A start-up is a business venture. In contrast with traditional business ventures, start-ups are designed to grow fast. This requires start-ups to have something to offer to a very large market.

Another common difference between start-ups and traditional businesses is the source of funding. Start-ups often rely on capital from angel investors or venture capital firms, while traditional small businesses typically rely on grants and loans. In general, those providing venture capital tend to take a more active role in the company they invest in as investors take the biggest risks and they are more likely to give advice and offer help.

Start-ups come from innovative business ideas, but in contrast with spin offs /spin outs, they are not created inside of an institution and founders don’t have the level of support the institution can offer founders of a spin out/off to start the business.

SPIN OFF / SPIN OUT

02

A company founded by University staff on the basis of research results, inventions, software created and owned by the university. The setting-up of a company is one of the main technology transfer strategies to bring research to market – a mechanism to transfer research and applied scientific knowledge to society. University technology transfer offices are able to provide lots of support for researchers who want to start a company based on a business idea based on their research. They will help with the very early stages, researching market potential, with IP, licensing agreements and have the potential to  fund from the earliest stages of business plan development through to early stage seed investment 

 

Many spin outs are fast growing start-ups, but not all University spin outs are supposed to grow fast or have high scalability. Most universities and research institutions have support units to guide entrepreneurship initiatives based on research at the University.

Spin Off / Spin Out

VENTURE

03

A new business that is formed with a plan and expectation that financial gain will follow. Generally, a business can sell to any market it can reach and serve and doesn’t necessarily need a large market.

In contrast, a start-up is a business venture aimed at offering a product/service to a large market, so needs high growth.
Venture

SOCIAL VENTURE

04

A Social Venture is an entrepreneurial business with a social and/or environmental purpose at its heart. It’s a relatively new name, and not a legal definition, so it can mean different things to different people.

There are four characteristics of a successful Social Venture:

1. exists to achieve a social and/or environmental purpose that guides every decision
2. is a profit generating business, not a charity
3. typically innovate sto tackle global challenges
4. is often driven by an entrepreneurial vision, led by the founder(s)

Social Ventures are a type of business that sits between a charity and a purely profit-generating business.

Charities are driven purely by social impact (with private profit often seen as an incidental but unwelcome feature). Purely profit generating businesses are driven largely by financial returns for shareholders, especially when it comes to important decisions about the business.

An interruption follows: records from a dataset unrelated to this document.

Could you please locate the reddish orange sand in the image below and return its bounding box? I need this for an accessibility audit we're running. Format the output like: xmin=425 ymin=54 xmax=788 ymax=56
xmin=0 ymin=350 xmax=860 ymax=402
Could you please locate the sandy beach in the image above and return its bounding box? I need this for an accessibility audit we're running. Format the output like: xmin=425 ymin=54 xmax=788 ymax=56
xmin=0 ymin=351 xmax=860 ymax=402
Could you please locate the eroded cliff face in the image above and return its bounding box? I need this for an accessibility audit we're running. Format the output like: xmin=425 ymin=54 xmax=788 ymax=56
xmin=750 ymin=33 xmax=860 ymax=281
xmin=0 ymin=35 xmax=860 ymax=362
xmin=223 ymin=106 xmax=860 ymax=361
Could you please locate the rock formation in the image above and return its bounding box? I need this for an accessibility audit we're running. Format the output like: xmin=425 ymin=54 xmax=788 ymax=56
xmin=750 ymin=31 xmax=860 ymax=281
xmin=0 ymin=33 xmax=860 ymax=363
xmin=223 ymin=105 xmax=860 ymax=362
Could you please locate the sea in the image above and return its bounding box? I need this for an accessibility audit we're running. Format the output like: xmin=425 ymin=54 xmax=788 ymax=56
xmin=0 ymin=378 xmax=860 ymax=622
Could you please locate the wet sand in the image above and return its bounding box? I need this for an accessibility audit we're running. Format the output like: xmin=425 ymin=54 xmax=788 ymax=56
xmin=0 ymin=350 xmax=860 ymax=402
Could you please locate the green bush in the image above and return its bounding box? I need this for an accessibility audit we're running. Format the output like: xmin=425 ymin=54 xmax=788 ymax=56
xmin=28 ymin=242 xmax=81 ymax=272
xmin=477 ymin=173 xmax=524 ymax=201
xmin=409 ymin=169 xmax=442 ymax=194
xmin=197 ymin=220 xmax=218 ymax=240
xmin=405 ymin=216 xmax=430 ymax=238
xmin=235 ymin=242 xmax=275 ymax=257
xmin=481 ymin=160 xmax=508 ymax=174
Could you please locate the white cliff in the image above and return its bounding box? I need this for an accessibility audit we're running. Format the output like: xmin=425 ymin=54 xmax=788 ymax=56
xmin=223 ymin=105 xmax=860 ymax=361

There are different types of Social Ventures, some closer to the charity model, and some closer to the profit-generating business. We can plot the main models on our Social Venture scale:

 
  • Community Interest Company
  • Social enterprise
  • B Corporation
  • Pledge % of profit
Social Venture

SOCIAL ENTERPRISE

05

Social Enterprises are businesses that trade for a social purpose. There is no specific legal definition of a social enterprise.

Your business can be defined as a Social Enterprise if:
 
  • Your business has a clear social or environmental mission that is set out in its governing documents
  • You are an independent business and earn more than half of your income through trading (or are working towards this)
  • You are controlled or owned in the interests of your social mission
  • You reinvest or give away at least half your profits or surpluses towards your social purpose
  • You are transparent about how you operate and the impact that you have

This can be quite restrictive for most start-ups, but social enterprises are a relatively well-known way of doing business, often closely aligned to the charity sector.